- Genre: Adventure; Drama;
- Based on: Sandy and the Rock Star by Walt Morey
- Written by: Steve Hayes
- Directed by: Ed Abroms
- Starring: Timothy Hutton Ken Swofford Bruce Glover Ned Romero Richard Paul Pat Delaney Shug Fisher Brendan Dillon Elven Havard Wayne Winton John Lawrence
- Music by: Artie Butler
- Country of origin: United States
- Original language: English

Production
- Executive producer: Ron Miller
- Producer: Jerome Courtland
- Cinematography: Mike Swetten
- Editor: Dennis A. Orcutt
- Running time: 60 minutes
- Production company: Walt Disney Productions

Original release
- Network: NBC
- Release: April 20, 1980

= Sultan and the Rock Star =

Sultan and the Rock Star (also known as The Hunter and the Rock Star) is a 1980 American made-for-television adventure drama film starring Timothy Hutton and based on the novel Sandy and the Rock Star by Walt Morey, with the major difference being the titular cat is a mountain lion and not a tiger.
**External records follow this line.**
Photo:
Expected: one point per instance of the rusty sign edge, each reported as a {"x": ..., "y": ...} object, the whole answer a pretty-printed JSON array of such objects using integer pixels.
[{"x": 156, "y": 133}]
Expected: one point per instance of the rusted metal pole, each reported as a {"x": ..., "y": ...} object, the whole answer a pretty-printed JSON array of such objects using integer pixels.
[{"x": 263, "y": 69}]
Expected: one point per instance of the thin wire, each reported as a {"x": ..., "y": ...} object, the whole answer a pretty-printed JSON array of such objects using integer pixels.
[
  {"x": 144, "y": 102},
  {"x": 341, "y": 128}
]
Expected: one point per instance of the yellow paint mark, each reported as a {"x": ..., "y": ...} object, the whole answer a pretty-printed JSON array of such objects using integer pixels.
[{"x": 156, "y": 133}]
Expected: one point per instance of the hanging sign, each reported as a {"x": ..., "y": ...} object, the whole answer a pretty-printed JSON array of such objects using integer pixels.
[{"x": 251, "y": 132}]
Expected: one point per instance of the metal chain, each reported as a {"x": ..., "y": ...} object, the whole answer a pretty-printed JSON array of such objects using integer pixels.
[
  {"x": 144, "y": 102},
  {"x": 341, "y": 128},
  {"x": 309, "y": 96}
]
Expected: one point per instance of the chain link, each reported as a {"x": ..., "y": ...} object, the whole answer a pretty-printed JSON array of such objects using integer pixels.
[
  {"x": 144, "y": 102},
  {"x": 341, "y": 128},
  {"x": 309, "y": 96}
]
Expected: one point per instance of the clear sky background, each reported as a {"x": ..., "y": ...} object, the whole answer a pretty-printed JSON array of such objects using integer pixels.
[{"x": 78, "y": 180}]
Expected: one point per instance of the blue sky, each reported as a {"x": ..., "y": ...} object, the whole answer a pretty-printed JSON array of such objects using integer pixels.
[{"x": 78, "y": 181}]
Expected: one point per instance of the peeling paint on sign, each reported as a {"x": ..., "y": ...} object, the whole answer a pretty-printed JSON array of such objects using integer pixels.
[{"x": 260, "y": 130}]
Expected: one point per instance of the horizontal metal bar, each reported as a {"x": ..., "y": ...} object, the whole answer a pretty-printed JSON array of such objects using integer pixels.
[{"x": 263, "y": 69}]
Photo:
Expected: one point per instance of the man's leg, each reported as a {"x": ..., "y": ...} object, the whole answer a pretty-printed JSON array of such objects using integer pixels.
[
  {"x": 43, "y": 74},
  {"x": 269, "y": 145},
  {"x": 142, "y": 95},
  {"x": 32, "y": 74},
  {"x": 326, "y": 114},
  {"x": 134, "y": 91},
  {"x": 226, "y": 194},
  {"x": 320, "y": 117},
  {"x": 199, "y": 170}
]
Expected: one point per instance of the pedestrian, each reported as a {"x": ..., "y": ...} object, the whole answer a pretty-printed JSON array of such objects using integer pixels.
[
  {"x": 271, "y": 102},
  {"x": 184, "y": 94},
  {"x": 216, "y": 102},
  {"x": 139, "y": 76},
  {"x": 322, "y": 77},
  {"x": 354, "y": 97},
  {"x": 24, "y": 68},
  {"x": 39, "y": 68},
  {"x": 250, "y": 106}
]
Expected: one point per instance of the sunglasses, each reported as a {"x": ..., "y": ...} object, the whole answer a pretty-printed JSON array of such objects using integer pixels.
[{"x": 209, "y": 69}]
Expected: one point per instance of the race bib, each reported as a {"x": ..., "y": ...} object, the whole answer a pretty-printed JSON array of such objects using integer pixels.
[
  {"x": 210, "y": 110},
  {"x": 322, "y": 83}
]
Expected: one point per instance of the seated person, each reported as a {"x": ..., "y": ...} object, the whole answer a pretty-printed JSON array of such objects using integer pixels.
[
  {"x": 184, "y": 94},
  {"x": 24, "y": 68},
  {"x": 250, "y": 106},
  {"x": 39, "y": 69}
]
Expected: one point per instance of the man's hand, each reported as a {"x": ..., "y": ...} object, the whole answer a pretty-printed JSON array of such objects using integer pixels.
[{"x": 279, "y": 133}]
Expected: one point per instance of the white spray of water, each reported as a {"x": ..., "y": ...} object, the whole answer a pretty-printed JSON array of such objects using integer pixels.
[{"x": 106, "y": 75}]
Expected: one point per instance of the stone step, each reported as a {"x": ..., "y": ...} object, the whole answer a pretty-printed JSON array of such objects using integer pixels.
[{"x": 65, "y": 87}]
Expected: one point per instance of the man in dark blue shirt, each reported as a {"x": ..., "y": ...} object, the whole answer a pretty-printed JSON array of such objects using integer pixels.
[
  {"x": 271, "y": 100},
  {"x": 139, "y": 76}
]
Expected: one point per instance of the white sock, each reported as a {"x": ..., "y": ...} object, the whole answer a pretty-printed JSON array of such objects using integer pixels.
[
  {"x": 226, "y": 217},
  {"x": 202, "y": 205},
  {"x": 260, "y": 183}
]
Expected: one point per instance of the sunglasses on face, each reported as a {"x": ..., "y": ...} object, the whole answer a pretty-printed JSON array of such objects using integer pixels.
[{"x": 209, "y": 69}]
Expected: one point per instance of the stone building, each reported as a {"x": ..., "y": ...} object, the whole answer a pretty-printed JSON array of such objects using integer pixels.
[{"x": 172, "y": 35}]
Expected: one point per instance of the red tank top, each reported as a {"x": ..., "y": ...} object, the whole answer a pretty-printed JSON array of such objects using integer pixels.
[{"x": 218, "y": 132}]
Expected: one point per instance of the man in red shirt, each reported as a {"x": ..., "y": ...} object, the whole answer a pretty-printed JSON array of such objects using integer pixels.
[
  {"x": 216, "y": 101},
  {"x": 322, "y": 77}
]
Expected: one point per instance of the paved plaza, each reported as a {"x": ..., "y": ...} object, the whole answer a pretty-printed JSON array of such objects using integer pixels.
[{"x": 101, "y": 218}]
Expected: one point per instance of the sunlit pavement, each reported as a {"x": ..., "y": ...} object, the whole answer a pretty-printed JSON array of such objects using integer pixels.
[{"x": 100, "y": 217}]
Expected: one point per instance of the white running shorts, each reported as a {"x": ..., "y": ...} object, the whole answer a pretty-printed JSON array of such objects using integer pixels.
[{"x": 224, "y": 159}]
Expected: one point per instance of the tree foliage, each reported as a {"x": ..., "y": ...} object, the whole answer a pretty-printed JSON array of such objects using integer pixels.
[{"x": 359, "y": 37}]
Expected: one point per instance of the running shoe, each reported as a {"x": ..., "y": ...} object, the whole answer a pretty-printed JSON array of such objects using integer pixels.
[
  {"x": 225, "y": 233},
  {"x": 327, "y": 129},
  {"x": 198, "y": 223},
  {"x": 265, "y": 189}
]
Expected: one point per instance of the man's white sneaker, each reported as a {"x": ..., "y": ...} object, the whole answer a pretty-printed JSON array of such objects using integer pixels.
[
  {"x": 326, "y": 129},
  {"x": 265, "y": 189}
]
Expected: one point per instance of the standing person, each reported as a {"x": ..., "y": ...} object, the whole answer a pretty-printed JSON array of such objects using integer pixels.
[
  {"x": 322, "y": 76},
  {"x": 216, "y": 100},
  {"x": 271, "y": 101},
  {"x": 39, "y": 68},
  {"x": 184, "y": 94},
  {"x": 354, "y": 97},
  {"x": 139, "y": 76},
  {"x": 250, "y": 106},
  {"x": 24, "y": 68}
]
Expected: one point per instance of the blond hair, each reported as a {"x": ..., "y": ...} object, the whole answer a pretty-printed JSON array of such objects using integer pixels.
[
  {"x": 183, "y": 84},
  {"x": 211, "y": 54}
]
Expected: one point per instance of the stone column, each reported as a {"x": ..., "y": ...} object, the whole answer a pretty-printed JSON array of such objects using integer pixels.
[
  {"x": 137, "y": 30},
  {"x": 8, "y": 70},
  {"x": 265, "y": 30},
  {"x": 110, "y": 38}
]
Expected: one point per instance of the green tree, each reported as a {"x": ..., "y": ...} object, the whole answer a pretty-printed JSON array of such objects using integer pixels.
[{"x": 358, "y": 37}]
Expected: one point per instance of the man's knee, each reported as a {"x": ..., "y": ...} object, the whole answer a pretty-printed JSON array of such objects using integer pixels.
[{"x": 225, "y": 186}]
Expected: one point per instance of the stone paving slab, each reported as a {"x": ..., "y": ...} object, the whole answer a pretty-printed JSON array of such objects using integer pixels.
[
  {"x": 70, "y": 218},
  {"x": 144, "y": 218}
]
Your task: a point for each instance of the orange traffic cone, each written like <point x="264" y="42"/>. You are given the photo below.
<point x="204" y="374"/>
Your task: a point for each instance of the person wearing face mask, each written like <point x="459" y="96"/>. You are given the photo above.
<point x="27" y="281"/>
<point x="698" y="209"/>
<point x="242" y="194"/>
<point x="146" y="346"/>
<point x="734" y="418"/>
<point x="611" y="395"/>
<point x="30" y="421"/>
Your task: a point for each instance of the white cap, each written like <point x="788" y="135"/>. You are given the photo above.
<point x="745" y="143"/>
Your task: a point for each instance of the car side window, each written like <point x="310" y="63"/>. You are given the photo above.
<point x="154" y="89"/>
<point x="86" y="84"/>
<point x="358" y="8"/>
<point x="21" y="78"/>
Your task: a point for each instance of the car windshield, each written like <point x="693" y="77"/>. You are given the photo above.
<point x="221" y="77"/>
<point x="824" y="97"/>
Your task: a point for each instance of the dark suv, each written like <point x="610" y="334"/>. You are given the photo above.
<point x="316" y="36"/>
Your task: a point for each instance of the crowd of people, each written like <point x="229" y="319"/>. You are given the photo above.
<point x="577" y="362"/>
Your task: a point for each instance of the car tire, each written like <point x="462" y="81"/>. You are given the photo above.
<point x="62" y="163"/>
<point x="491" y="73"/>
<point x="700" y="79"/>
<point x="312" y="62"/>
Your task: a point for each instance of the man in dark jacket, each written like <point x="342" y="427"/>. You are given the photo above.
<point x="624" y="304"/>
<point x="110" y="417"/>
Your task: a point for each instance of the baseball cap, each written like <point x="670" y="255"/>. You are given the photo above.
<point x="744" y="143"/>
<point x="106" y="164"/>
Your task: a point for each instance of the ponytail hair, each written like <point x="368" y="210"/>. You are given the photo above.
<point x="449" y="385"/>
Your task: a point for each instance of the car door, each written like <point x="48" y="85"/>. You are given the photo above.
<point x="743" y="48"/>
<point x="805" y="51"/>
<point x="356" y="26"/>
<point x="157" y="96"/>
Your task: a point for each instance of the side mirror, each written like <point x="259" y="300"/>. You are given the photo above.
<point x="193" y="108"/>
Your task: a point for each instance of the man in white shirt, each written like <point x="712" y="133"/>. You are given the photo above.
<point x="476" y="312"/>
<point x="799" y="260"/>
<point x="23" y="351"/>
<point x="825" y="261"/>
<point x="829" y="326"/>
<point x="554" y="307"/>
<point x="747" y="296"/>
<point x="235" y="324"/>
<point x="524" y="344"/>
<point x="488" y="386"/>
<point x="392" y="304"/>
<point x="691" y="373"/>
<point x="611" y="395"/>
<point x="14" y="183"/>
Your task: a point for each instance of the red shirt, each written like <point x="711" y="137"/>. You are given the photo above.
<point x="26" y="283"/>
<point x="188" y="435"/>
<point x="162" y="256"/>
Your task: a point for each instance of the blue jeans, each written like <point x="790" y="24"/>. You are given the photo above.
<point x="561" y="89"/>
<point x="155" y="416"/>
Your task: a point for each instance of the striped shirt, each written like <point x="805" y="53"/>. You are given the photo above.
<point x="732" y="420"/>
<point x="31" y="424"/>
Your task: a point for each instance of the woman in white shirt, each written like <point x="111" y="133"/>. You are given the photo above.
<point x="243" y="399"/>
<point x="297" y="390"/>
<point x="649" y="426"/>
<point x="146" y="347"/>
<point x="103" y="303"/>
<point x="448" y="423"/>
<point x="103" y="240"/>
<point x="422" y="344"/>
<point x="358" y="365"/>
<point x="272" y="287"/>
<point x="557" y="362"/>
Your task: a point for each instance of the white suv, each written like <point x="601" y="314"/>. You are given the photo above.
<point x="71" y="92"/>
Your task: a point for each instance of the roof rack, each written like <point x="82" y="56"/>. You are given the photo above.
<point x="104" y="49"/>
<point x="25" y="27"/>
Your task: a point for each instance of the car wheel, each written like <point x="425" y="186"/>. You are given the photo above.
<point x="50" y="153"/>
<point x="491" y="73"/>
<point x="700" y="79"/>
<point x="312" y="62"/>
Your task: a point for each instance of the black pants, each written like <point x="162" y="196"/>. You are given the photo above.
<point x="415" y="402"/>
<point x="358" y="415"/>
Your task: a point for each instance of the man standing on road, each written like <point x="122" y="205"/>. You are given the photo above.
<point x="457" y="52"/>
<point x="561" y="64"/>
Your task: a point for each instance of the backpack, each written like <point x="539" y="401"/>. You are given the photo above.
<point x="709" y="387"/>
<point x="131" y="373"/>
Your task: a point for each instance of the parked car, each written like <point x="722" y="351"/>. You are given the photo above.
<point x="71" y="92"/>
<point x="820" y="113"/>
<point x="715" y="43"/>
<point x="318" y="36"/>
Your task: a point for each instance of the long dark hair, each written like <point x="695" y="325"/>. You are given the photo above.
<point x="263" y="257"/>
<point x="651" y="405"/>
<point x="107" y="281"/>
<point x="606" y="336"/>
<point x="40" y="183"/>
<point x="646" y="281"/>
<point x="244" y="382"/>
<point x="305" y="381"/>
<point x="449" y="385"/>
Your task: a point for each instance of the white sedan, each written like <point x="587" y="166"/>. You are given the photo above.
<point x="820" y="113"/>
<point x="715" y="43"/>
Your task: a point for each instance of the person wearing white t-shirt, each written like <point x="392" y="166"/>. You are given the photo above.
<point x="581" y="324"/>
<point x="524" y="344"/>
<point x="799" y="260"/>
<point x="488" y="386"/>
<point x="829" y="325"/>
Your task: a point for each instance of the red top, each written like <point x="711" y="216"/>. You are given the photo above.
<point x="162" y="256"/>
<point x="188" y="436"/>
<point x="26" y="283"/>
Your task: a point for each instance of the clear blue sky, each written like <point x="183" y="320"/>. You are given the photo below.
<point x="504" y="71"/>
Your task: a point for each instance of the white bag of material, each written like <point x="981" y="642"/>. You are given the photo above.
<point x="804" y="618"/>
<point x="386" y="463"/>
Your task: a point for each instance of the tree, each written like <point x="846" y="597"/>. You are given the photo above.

It was originally broadcast on NBC as an episode of Disney's Wonderful World on April 20, 1980.

==Synopsis==
Paul Winters (Timothy Hutton) is an overworked teenage rock star who escapes from his fans and obligations to hide out on "Sportsman's Island", where he befriends Sultan, a gentle 400-pound show biz Bengal tiger. When he discovers the friendly feline is scheduled to be hunted and killed by the island's cruel owner, George McKinzie, Paul scrambles to protect his newfound friend.

==Cast==
- Timothy Hutton as Paul Winters
- Sultan as himself
- Ken Swofford as George McKinzie
- Bruce Glover as Alec Frost
- Ned Romero as Joe Ironwood
- Richard Paul as Al Matthews
- Pat Delaney as Mrs. Winters
- Shug Fisher as Motel Owner
- Brendan Dillon as Hicks
- Elven Havard as First Officer
- Wayne Winton as Jake
- John Lawrence as The Fisherman

==Song==
- "Deeper in Love" George Thomas Charouhas and Steven B. Furman

==Filming==
Sultan and the Rock Star was filmed on location in July 1979 at Morro Bay, San Luis Obispo County, California.

During pre-production, Timothy Hutton spent two weeks at Disney's Golden Oak Ranch in Canyon County, California learning how to act around Sultan; he admitted that he was scared out of his wits for the first few days of training because it wasn't easy to be natural, loose and funny while acting with a tiger.

==Home media==
The film was released on DVD under the title The Hunter and the Rock Star exclusively through the Disney Movie Club and DisneyStore.com on May 1, 2012. On May 2, 2013, it was restored back to its original title and made available for rent or purchase via the "DisneyMoviesOnDemand" channel on YouTube.